Dass sich »das kommunebuch«, erschienen im libertären Verlag Assoziation A, zu einem Klassiker entwickelt, ist (zumindest im bürgerlichen Sinn des Begriffs) eher unwahrscheinlich. Ohne Frage jedoch ist der 1994 erstmals erschienene, lange vergriffene und 2014 komplett-relaunchte Titel ein zeitloses Buch – zeitlos zumindest in dem Sinn, dass seine Inhalte so lange aktuell bleiben, wie der neoliberale Sound aus Totalindividualisierung und den damit verbundenen Ausbeutungs- und Konkurrenzmechanismen weiter das gesellschaftliche Grundrauschen bestimmt.

Dafür, dass dies noch eine Weile so weitergeht, gibt es – leider – massig Anzeichen. Allerdings auch dafür, dass der Gegenwind sich verstärkt. Nichtsdestotrotz sind link(salternativ)e Kommuneprojekte ein Phänomen, das erklärungsbedürftig ist – zumindest in einem Rahmen, der weiter gesteckt ist als der der unmittelbar Mitwirkenden sowie ihres weiteren Umfelds. Das hat sicher mit dem oben erwähnten »Zeitgeist« zu tun und den Anpassungszwängen, die er erzeugt. Hatten Kommunen bis in die 80er-Jahre hinein noch ein kulturrevolutionäres Image und einen entsprechend breiten Diskussionsboden, sind zwischenzeitlich andere Fragen in den Vordergrund getreten: die Gretchenfrage beispielsweise, wie man es ganz existenziell schafft, über die Runden zu kommen. Geblieben ist die große Begriffsunsicherheit, was eine »Kommune« überhaupt ist – und wie sie sich abgrenzt von der allseitig akzeptierten Wohngemeinschaft beziehungsweise dem anderen Extrem: spirituellen beziehungsweise religiös fundierten Gemeinschaften.

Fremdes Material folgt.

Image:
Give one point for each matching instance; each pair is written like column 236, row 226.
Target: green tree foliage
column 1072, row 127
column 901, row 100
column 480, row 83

Die Definitionsfrage – also, was eine (politische, libertäre) Kommune überhaupt ist und was sie ausmacht – wird in »das kommunebuch« auf angenehm heterogene Weise beantwortet. In gewisser Weise beantwortet sich die Frage, welche Art Gemeinschaften zu diesem Spektrum gehören, bereits durch die Herausgeberschaft. Autoren und Autorinnen sind unterschiedliche Akteure von kommuja – dem Netzwerk der politischen Kommunen. Konkret bedeutet dies: Die Mehrzahl der Beteiligten ordnet sich dem libertär-anarchistischen bis linksalternativen Spektrum zu. Das Netzwerk selbst sowie sein politisches Selbstverständnis sind Thema des dritten Buchkapitels. Wie im gesamten Buch sind auch die drei Texte dieses Kapitels formal stark heterogen. Eröffnet wird es von einem – eher kompakt gehaltenen – Selbstverständnistext. Im Anschluss folgt O-Ton: eine Diskussion zwischen unterschiedlichen Netzwerk-Beteiligten. Komplettiert wird diese Kapitel-Einheit durch den Erfahrungsbericht eines Kommune-Aktivisten.

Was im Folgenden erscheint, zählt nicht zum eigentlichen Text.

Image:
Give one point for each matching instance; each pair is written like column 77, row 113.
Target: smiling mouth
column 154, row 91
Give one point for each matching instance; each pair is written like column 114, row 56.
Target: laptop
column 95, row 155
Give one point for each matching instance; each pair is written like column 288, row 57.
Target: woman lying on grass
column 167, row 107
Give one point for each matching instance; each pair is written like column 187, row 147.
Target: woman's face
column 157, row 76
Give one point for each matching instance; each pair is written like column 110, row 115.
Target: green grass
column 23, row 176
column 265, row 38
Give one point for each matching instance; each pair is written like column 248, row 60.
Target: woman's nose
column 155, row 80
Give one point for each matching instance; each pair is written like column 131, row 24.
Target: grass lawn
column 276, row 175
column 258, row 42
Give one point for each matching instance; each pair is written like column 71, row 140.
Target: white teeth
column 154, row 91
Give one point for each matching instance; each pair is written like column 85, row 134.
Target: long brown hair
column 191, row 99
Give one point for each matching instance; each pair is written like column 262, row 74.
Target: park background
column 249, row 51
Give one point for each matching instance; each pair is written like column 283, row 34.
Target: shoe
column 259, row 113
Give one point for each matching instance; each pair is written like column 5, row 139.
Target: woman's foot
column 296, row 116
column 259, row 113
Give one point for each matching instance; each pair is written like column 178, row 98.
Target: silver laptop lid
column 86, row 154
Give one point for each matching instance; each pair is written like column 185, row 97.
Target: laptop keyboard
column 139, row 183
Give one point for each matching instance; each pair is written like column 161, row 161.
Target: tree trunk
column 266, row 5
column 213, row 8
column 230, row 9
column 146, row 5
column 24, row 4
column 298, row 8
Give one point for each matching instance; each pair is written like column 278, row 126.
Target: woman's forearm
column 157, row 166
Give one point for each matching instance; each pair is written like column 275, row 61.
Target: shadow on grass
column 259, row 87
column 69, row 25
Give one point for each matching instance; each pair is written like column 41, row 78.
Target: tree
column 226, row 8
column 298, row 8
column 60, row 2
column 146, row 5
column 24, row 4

So unterschiedlich die Beteiligten, so unterschiedlich auch die Textformen. Insgesamt hat diese Heterogenität den Vorteil, dass so recht unterschiedliche Aspekte, Schwerpunktsetzungen und auch Eindrücke sichtbar werden. Die Sprache der beteiligten (beziehungsweise, hier konkret: schreibenden, reflektierenden) Kommunard(inn)en ist durchweg eine praktische, konkrete, anschauliche. Ein Umstand, der auch bewegungsinterne Gründe hat. Denn: Dass auch Kommunard(inn)en ein paar weniger gute Erfahrungen haben mit theoretisierenden Selbstdarstellern und sonstigen Anhängern der reinen Lehre, zeigte unter anderem der Verlauf eine der ambitioniertesten Gemeinschaftsgründungsversuche aus diesem Spektrum – das im historischen Buchteil mit abgehandelte Projekt A (nähere Informationen dazu siehe: Interview bei linksnet.de mit dem zwischenzeitlich verstorbenen Horst Stowasser).

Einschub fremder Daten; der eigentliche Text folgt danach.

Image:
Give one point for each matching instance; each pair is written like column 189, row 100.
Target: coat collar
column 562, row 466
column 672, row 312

Das »Projekt A«, die Öko-Kommune Niederkaufungen oder auch eher umstrittene, nicht zum kommuja-Spektrum gehörende Gemeinschaftsprojekte wie das ZEGG in Bad Belzig sind im »kommunebuch« eher in informativer, reflektierender Weise Themen. Der pragmatische, heterogene und mit wenig Ideologie auskommende Ansatz des »kommunebuch« wird auch in den fünf restlichen Kapiteln beibehalten. Pragmatismus und Alltag bestimmen auch die Reflexionen in Kapitel II (»Geschlechterverhältnisse im Wandel: macht.beziehungen.queer«), welches die Geschlechter-Rollenverteilungen und die damit verbundenen Mühen der Ebene aufgreift. Bevor es ins Detail geht, werden die Leserin und der Leser jedoch erst mal mit der »warum?«-Frage vertraut gemacht. Warum überhaupt Kommune? Auch hier fallen die Antworten heterogen aus. Ein Beitrag geht die Frage von der Grundsatzüberlegung aus an. Ein weiterer beschreibt die praktischen Hürden des Konsens-Prinzips, ein dritter schließlich die »Plackerei – Kommunikation unter den Bedingungen der Kommune«.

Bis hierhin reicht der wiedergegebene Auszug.